Mariam Rakka; Mohammed E Fouda; Pramod Khargonekar; Fadi Kurdahi

doi:10.1109/TPAMI.2024.3394390

A Review of State-of-the-Art Mixed-Precision Neural Network Frameworks

IEEE Trans Pattern Anal Mach Intell. 2024 Apr 29:PP. doi: 10.1109/TPAMI.2024.3394390. Online ahead of print.

Authors

Mariam Rakka, Mohammed E Fouda, Pramod Khargonekar, Fadi Kurdahi

PMID: 38683716
DOI: 10.1109/TPAMI.2024.3394390

Abstract

Mixed-precision Deep Neural Networks (DNNs) provide an efficient solution for hardware deployment, especially under resource constraints, while maintaining model accuracy.
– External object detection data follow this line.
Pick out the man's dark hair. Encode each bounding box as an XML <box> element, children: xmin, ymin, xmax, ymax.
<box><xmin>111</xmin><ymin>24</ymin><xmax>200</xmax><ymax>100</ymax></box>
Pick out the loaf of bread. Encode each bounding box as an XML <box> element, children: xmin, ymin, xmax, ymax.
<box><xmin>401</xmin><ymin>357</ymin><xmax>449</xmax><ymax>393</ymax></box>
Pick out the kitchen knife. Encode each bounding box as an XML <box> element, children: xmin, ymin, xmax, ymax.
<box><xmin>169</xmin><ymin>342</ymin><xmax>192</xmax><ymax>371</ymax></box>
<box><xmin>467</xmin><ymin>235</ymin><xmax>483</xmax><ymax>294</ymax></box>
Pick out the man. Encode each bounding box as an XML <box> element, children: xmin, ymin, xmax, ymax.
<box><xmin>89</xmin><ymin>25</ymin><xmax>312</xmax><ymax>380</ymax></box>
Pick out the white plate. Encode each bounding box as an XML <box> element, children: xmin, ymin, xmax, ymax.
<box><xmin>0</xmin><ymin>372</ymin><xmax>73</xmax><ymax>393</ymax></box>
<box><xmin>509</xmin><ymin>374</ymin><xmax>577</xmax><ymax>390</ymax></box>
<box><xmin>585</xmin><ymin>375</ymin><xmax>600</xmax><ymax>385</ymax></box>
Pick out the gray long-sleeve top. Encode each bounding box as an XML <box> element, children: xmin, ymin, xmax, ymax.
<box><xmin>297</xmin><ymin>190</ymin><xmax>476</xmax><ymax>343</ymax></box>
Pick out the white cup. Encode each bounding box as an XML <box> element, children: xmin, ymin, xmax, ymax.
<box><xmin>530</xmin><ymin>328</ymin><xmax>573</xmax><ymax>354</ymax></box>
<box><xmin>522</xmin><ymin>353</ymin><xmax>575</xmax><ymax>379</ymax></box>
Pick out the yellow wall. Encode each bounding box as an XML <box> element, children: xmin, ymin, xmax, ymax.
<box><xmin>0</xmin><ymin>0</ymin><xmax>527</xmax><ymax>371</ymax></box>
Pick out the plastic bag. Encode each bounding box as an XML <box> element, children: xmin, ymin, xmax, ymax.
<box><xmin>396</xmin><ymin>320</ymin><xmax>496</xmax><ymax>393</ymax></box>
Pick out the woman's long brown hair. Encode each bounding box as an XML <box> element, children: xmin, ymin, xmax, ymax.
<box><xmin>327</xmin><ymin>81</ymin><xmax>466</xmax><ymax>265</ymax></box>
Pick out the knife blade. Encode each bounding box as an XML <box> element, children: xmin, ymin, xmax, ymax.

Identifying the ideal bit precision for each layer, however, remains a challenge given the vast array of models, datasets, and quantization schemes, leading to an expansive search space. Recent literature has addressed this challenge, resulting in several promising frameworks. This paper offers a comprehensive overview of the standard quantization classifications prevalent in existing studies. A detailed survey of current mixed-precision frameworks is provided, with an in-depth comparative analysis highlighting their respective merits and limitations. The paper concludes with insights into potential avenues for future research in this domain.